PORTALBOGOR.COM, JASINGA – Kegiatan Pelatihan Konten Kreator yang difasilitasi oleh mantan pengurus PK KNPI Kecamatan Jasinga pada Selasa (29/7/2025), menuai kritik dari Ketua Majelis Pemuda Indonesia (MPI) Jasinga karena dinilai eksklusif dan sepi peminat.
Ketua MPI KNPI Jasinga, Raod Kamaluddin, menegaskan bahwa dirinya hanya menerima undangan tanpa dilibatkan secara aktif dalam proses perencanaan maupun pelaksanaan kegiatan tersebut.
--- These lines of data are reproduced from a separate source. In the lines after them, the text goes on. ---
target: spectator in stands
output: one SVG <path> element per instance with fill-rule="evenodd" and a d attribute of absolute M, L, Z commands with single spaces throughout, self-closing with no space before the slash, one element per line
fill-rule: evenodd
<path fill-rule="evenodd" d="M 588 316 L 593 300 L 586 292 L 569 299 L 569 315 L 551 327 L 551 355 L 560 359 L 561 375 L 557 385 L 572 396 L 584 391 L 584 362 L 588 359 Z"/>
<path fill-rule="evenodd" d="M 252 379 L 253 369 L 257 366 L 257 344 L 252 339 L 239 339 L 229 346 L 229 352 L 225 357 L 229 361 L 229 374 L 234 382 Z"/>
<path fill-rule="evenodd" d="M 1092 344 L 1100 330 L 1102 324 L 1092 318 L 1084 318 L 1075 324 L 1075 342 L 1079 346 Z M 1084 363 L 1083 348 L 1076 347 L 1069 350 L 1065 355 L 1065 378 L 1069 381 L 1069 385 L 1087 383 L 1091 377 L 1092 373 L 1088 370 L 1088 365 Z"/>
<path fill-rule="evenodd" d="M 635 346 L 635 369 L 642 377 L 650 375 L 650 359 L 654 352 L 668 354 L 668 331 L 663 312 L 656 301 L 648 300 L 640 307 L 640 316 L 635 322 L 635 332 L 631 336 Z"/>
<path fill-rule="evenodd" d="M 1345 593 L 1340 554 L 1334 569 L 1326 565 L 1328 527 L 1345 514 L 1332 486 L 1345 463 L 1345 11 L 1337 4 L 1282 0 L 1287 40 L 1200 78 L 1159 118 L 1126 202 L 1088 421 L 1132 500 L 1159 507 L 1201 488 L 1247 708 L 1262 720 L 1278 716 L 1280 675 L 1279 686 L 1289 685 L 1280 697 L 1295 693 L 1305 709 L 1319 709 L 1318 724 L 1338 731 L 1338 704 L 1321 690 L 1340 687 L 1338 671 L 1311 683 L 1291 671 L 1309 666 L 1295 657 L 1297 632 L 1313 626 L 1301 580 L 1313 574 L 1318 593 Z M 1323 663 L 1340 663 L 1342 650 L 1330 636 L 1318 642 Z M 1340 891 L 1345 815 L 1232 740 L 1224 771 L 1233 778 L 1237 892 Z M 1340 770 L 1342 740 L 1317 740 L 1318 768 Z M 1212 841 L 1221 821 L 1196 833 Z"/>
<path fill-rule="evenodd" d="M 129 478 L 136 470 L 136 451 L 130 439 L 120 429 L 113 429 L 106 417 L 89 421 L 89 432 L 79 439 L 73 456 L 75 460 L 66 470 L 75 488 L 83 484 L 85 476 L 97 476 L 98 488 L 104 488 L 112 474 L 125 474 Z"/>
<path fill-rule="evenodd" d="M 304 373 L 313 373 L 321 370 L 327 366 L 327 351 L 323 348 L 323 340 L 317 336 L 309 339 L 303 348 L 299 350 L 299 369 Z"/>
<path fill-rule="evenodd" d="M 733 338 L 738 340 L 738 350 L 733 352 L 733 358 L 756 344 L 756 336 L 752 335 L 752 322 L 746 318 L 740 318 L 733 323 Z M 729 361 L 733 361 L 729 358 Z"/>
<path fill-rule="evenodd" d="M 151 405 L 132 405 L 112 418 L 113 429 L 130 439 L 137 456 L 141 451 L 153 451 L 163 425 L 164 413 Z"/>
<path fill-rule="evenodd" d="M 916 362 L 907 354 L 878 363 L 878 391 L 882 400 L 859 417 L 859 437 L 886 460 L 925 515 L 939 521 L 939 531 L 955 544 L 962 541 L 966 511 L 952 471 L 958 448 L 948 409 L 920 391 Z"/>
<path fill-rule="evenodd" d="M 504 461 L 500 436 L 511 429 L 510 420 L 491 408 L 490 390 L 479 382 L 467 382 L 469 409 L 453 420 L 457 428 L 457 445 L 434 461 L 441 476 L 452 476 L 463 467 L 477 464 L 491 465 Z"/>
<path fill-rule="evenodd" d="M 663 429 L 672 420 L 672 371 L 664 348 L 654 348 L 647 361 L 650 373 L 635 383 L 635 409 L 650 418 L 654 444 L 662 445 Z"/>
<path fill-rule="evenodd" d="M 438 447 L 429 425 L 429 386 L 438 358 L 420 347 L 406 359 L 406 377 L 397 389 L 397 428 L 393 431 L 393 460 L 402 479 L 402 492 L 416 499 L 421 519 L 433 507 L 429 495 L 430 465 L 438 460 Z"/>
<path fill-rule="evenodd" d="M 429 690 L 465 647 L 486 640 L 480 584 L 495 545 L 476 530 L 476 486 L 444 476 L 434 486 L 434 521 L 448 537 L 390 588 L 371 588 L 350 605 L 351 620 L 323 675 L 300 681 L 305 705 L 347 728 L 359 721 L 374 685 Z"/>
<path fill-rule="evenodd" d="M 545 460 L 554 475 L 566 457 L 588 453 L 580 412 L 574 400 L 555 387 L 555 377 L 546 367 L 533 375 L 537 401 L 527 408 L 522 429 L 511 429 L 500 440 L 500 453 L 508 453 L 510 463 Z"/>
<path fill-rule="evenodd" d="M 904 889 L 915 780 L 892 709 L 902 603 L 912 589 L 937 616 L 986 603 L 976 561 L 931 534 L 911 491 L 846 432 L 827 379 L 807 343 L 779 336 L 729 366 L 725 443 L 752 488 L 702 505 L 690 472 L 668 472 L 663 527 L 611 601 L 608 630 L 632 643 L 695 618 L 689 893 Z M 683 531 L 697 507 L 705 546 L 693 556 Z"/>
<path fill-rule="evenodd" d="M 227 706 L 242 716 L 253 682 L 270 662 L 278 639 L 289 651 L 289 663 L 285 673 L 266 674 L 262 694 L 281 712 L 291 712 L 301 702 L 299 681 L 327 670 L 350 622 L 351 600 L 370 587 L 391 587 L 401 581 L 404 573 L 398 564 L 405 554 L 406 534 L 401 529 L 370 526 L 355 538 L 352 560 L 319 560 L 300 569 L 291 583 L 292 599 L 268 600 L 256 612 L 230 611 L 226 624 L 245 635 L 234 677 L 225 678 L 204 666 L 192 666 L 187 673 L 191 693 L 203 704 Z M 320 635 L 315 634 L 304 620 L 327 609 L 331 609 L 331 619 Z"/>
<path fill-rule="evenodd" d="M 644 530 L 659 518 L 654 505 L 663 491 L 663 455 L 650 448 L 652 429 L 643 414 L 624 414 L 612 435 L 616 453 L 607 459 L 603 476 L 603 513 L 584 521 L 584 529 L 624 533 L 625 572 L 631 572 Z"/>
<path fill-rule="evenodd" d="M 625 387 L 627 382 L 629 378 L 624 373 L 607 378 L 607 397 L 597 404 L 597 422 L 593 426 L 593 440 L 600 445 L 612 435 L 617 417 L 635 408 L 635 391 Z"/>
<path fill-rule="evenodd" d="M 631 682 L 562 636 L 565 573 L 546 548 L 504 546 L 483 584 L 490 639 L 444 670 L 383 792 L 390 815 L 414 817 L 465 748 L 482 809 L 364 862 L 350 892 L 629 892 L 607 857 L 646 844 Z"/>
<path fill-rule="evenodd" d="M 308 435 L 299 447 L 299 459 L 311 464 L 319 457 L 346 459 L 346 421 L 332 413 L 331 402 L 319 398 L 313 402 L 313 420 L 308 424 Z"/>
“Saya memang menerima undangan, tapi tidak tahu apa-apa soal kegiatan ini. Tidak dilibatkan dalam prosesnya,” ujar Raod saat dihubungi melalui pesan WhatsApp pada Rabu (30/7).
Raod Kamaluddin juga menyayangkan pola komunikasi yang tertutup antar pemangku kepentingan kepemudaan dalam pelatihan itu.
Menurutnya, kegiatan yang bertujuan membentuk konten kreator seharusnya melibatkan lebih banyak unsur kepemudaan, bukan justru membatasi partisipasi.
“Kalau seperti ini caranya, bagaimana kegiatan bisa menjangkau lebih luas dan diminati? Jangan-jangan ini hanya kegiatan formalitas,” sindirnya.
Minimnya koordinasi disebut menjadi pemicu utama gagalnya kegiatan menarik antusiasme pemuda setempat.
Sikap elitis semacam itu dinilai kontraproduktif terhadap semangat kolaborasi dan pemberdayaan generasi muda, terutama dalam mendorong mereka menjadi konten kreator yang relevan di era digital.
Model kegiatan yang bersifat top-down dan tertutup justru menciptakan jarak antara organisasi dan kalangan muda yang ingin berkembang di Kecamatan Jasinga.